Allahtan sana Rahmet ve Mağfiret dilerim.
Senin, bu yerinde kararın hem bir aileyi kurtarmış, hem de ilerideki Harp Hatıralarımda tebarüz ettirdiğim muharebelerdeki naçiz muvaffakiyetleri ile düşmanına ağır darbeler indirmeye muvaffak olmuş bir genci o zamandan düşman için bir tarafta saklaman ne kadar isabetli olmuştur.
Bunu sana telkin eden Cenab'ı Hakka bin hamd-ü sena.
Kara Vasıf'ın emri ile MUSTAHFAZ Sınıfına nakledilmek suretiyle terhis edilerek Giresun'a geldim.
Bir müddet sonra Şark Ordularımızın ricatı neticesi Trabzon Şehrinin tehlikede olduğunu nazarı itibara alan
Eniştem (Teyzemin Kocası) son dakikaya kadar Giresun'da kalmak üzere ailesini Havza ve Merzifon'a göndermeye karar verdi. Annem de Dayım ile birlikte Havza'ya geldiler.
Dayım, Havza'da Teşvikiye Un Fabrikası Müdürü olarak Fabrikaya yerleşti. Ben de onunla birlikte Fabrikada kaldım.

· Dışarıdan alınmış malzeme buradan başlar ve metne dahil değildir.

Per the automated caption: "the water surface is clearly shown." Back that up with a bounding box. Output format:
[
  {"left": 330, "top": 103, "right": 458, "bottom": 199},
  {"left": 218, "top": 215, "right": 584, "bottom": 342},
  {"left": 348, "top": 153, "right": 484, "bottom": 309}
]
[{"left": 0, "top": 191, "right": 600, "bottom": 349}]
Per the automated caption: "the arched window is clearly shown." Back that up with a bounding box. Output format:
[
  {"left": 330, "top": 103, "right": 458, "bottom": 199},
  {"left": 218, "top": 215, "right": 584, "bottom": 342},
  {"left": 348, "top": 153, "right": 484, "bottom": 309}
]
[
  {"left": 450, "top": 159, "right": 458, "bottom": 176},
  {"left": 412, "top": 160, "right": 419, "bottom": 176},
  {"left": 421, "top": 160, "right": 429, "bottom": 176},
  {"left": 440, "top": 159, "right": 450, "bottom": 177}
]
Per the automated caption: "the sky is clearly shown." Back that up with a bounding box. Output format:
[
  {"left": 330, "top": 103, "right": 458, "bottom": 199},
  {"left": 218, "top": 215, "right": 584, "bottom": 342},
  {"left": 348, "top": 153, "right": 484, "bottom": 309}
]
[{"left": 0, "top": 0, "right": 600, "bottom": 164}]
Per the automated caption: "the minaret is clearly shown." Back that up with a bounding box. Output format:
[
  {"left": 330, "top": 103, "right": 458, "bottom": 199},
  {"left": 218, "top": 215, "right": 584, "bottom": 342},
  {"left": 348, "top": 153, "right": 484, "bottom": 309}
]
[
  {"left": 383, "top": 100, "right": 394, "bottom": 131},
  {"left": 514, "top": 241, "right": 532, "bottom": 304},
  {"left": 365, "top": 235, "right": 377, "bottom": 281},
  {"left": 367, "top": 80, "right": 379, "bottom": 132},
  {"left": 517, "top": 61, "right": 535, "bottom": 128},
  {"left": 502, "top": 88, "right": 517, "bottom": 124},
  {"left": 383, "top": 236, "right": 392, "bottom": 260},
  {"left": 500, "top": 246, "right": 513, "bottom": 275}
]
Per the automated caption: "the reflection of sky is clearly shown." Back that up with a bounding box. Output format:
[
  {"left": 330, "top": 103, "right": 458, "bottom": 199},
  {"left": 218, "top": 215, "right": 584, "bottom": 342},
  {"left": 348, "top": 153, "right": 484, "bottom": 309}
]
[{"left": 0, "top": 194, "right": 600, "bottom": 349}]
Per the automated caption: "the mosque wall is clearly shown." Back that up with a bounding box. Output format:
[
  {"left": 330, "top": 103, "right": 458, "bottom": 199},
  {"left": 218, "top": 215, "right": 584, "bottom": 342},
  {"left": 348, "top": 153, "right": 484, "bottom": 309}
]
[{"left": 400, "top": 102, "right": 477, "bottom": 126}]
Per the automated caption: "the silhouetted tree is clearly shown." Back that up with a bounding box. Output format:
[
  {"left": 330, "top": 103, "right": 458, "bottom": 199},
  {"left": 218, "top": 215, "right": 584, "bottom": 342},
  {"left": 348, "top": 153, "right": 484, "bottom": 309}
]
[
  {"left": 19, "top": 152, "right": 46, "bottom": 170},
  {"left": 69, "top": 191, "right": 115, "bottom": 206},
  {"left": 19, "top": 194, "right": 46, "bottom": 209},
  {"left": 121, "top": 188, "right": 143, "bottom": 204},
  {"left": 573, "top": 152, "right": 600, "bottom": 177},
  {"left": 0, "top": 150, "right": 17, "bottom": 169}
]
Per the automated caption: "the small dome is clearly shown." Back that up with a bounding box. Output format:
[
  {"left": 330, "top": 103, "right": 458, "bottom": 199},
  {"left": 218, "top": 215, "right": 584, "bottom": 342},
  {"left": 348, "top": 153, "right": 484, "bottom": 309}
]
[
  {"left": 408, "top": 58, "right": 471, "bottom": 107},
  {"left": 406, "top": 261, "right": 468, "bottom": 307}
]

Bir müddet sonra Trabzon'unun düşme haberi bizi son derece müteessir etti.
Muhacirler her taraftan Havza ve Merzifon'a akın etmeye başladılar.
Ordu'ya iltihakımın artık tam manası ile zamanı gelmişti. Havza Şubesine müracaat ederek YEDEK SUBAY TALİMGÃHI'na gönderilmekliğimi istedim.
Yapılan muameleden sonra İstanbul'a müteveccihen Havza'dan ayrıldım.